Dans le groupement de Zakunda, le chef local les a d'abord accueillis avant de les conduire vers le groupement de Bongbowua. Ce dernier les a ensuite installés à deux kilomètres dans la forêt du groupement de Wuma.
La controverse des cartes de réfugiés
Le député pointe du doigt une contradiction administrative qui bloque l'action des autorités provinciales. Il affirme que ces éleveurs détiennent des cartes de réfugiés :
Ces documents sont délivrés par la Commission nationale pour les réfugiés (CNR) ;
La CNR travaille directement avec le ministère de l'Intérieur à Kinshasa ;
Ces titres de séjour empêchent l'expulsion de ces éleveurs par la province.
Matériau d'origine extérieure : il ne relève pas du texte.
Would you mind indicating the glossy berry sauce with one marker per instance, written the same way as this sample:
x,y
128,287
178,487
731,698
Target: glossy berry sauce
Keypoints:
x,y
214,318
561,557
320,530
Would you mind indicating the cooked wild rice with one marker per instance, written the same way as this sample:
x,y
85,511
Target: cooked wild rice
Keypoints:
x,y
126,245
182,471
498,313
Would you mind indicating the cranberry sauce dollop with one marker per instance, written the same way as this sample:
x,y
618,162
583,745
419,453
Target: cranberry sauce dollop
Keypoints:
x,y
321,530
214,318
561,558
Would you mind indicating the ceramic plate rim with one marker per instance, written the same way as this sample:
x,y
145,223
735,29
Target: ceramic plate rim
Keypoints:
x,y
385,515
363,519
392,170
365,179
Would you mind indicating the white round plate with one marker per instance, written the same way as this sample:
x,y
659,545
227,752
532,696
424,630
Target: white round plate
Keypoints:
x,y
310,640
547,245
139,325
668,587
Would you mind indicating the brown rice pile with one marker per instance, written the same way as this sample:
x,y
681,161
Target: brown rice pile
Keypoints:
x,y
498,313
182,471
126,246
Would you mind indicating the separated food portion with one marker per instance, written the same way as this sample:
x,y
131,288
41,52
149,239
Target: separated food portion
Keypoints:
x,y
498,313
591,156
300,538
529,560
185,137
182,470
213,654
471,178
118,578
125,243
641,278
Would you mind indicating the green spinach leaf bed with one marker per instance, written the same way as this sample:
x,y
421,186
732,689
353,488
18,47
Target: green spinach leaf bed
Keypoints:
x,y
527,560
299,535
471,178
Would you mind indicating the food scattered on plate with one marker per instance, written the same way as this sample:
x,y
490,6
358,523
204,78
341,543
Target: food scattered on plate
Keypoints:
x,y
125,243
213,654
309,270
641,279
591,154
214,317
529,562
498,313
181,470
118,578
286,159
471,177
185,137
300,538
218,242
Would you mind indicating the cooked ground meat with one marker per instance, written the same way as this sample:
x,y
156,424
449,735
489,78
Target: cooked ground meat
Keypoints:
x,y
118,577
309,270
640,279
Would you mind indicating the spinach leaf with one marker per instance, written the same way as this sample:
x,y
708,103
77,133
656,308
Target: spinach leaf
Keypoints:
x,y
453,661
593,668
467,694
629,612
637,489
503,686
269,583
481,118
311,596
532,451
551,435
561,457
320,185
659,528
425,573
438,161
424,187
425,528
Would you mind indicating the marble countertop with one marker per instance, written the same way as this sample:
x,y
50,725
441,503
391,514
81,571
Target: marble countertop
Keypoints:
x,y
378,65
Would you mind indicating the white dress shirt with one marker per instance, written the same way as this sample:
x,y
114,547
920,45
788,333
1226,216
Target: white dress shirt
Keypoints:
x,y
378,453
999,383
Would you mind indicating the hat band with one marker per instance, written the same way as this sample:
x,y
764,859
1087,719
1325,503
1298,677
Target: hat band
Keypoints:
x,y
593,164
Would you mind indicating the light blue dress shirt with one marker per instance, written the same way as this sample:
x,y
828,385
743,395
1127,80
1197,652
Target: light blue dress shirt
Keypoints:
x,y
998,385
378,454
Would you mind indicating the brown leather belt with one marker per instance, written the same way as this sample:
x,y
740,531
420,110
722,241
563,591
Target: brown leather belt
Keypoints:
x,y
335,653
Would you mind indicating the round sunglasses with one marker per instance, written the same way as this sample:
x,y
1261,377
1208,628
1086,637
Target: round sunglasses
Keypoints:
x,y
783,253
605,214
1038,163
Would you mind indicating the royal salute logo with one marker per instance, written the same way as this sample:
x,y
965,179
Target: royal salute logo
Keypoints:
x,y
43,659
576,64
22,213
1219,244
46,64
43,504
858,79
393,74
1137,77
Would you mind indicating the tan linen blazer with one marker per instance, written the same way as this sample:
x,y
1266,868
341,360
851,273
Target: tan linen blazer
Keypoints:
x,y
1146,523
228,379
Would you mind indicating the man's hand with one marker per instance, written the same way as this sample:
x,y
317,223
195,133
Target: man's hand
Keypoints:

« Les Mbororo ne sont pas des réfugiés », martèle le député. Il précise que les troupeaux détruisent les champs des paysans, accentuant la désolation au sein de la population locale.
Appel à l'arbitrage de Kinshasa
Face à l'ampleur du phénomène, le gouverneur du Nord-Ubangi, Jean-Bosco Kotongo, a pris des sanctions administratives en suspendant les chefs des trois groupements concernés.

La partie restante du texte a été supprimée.